20 FEBRUARY 1942, Page 4

A SPECTATOR'S NOTEBOOK

THE Churchill difficulty deepens. The worst thing possible would be to exaggerate it, but it is the Prime Minister himself who has most recently emphasised it. " I must ask the House to realise," he said on Tuesday, " the enormous burdens falling on me, not by my work as Minister of Defence, but by repeated and constant attendance on this House, which I never expected I should have to face, but which I will face." That was a duty of which Mr. Lloyd George was largely relieved, and adequately enough, in the days of the 1917-18 War Cabinet, by Mr. Bonar Law. Who could fill that role adequately today? I suggest Mr. Eden. The Labour Party should not, and almost certainly would not, demand at such a time as this that the Prime Minister's deputy in the House should be taken from their benches. Certainly Sir Kingsley Wood, if he is to remain in the War Cabinet, would not meet the case ; nor would Sir John Anderson, for among his many and conspicuous gifts ready speech does not figure. Neither, of course, had Mr. Lloyd George to bear the responsibilities of a Ministry of Defence, except in so far as a Prime Minister must necessarily concern himself with military problems in time of war. If Mr. Churchill could bring himself to appoint a deputy Defence Minister, or cease to be Defence Minister, keeping major decisions finally in his hand as Prime Minister, he would materially increase confidence in himself and his Government. But all these questions must be discussed, as they need to be discussed, against a background of dominating facts. The Prime Minister typifies Great Britain to all the world, not merely more than any other single man does, but more than any other single man could.
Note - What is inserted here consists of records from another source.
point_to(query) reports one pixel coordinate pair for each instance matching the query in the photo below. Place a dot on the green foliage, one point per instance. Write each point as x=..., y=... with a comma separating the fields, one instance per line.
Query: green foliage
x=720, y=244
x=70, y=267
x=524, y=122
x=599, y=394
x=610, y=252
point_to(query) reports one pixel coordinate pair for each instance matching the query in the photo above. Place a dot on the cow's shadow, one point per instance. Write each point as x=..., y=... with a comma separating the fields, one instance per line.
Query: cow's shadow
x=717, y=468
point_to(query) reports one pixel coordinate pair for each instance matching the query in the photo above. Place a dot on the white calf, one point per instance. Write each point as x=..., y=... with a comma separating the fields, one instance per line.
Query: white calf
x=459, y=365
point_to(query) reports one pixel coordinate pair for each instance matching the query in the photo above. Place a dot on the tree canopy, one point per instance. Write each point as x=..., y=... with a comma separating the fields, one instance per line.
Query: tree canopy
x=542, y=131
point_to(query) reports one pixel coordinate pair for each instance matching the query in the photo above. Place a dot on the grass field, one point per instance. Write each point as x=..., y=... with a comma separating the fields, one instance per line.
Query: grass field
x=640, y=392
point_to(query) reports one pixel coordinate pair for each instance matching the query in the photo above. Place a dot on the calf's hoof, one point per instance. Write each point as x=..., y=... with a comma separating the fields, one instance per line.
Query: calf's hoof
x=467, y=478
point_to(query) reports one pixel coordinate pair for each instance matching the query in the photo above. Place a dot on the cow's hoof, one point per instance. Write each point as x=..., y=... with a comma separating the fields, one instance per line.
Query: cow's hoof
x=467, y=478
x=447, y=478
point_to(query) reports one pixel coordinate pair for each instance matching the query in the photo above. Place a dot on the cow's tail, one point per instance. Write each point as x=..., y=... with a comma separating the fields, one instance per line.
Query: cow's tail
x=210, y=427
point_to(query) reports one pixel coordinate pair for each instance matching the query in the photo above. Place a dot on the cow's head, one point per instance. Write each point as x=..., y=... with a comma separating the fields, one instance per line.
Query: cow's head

He it was who sustained the Commonwealth through the year it was facing Hitler unsupported. He it was who in a speech of literally incalculable value on the night Russia came into the war, disposed swiftly and finally of all doubts in America as well as Britain and made Russia from that moment a full ally. These are unforgettable services, and there will be more like them to be rendered yet.